Bu roman gerçekler üzerinde hayaller kurularak yazıldı en çok da insanların insanca yönü üzerinde durularak Lale Devri'nin hükümdarı Sultan III. Ahmed ile bu devrin ruhunun nakkaşı Levni'nin tarihin akışı içerisinde sivrilen kişiliklerinin de bir tahlili aynı zamanda.
Bu romandaki insanı anlatan bazı öyküler kendi sınırları içinde kalmış bazıları ise tarihin akışını değiştirmiş.
Romanın temel kahramanları ve ölüm tarihleri gerçektir ancak olayların birbirine bağlanışı kurgulanmıştır. Buna gerçekleri hayallerle genişleten ve zenginleştiren bir canlandırma da denebilir.
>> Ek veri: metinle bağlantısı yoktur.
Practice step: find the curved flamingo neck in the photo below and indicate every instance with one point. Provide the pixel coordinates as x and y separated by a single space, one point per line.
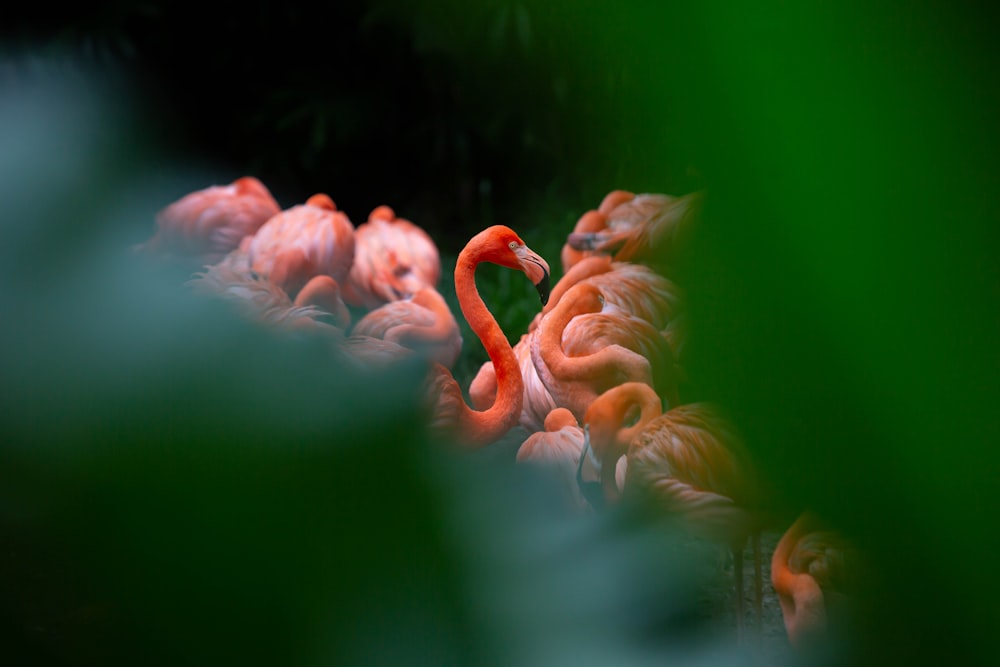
483 426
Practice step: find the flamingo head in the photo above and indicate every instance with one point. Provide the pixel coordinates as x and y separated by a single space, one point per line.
503 246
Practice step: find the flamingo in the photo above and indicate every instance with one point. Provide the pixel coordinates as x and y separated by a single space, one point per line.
559 446
537 403
261 300
421 322
630 287
452 417
627 287
689 462
810 566
651 229
302 242
591 222
580 351
394 259
203 226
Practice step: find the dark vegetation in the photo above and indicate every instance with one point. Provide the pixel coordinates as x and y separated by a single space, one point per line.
178 489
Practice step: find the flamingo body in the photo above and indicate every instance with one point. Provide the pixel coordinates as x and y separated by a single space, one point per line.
394 259
203 226
304 241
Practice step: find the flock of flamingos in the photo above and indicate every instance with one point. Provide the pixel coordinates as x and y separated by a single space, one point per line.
595 380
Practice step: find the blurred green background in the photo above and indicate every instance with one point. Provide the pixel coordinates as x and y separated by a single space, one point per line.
843 290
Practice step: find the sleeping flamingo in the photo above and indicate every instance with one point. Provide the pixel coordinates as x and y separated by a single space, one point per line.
393 260
421 322
302 242
811 566
634 288
260 300
559 447
580 350
689 462
451 415
650 229
203 226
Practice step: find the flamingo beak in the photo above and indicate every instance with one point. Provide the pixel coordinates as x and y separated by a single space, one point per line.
537 270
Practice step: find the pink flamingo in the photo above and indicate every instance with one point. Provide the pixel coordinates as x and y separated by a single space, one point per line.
203 226
393 260
689 462
421 322
452 417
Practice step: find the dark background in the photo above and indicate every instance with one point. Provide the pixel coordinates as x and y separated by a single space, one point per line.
843 286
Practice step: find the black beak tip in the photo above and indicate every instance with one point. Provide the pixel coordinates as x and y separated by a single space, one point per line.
543 289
Okuyucunun zihninde "Acaba?" sorusu daima cevapsız kalacak ve hayaller de hiç bitmemek üzere sürecektir.
Lale Devri tıpkı bir masal gibidir ama alışıldığı gibi mutlu sonla bitmeyen bir masal. Zaten romanda da uzunca bir masal anlatılır her masal gibi biraz gerçek payı biraz kıssadan hisse bolca hayal olan...
Lale bahçelerinde kalan gölgenin biçimi ise okuyucunun hayaline bırakılır.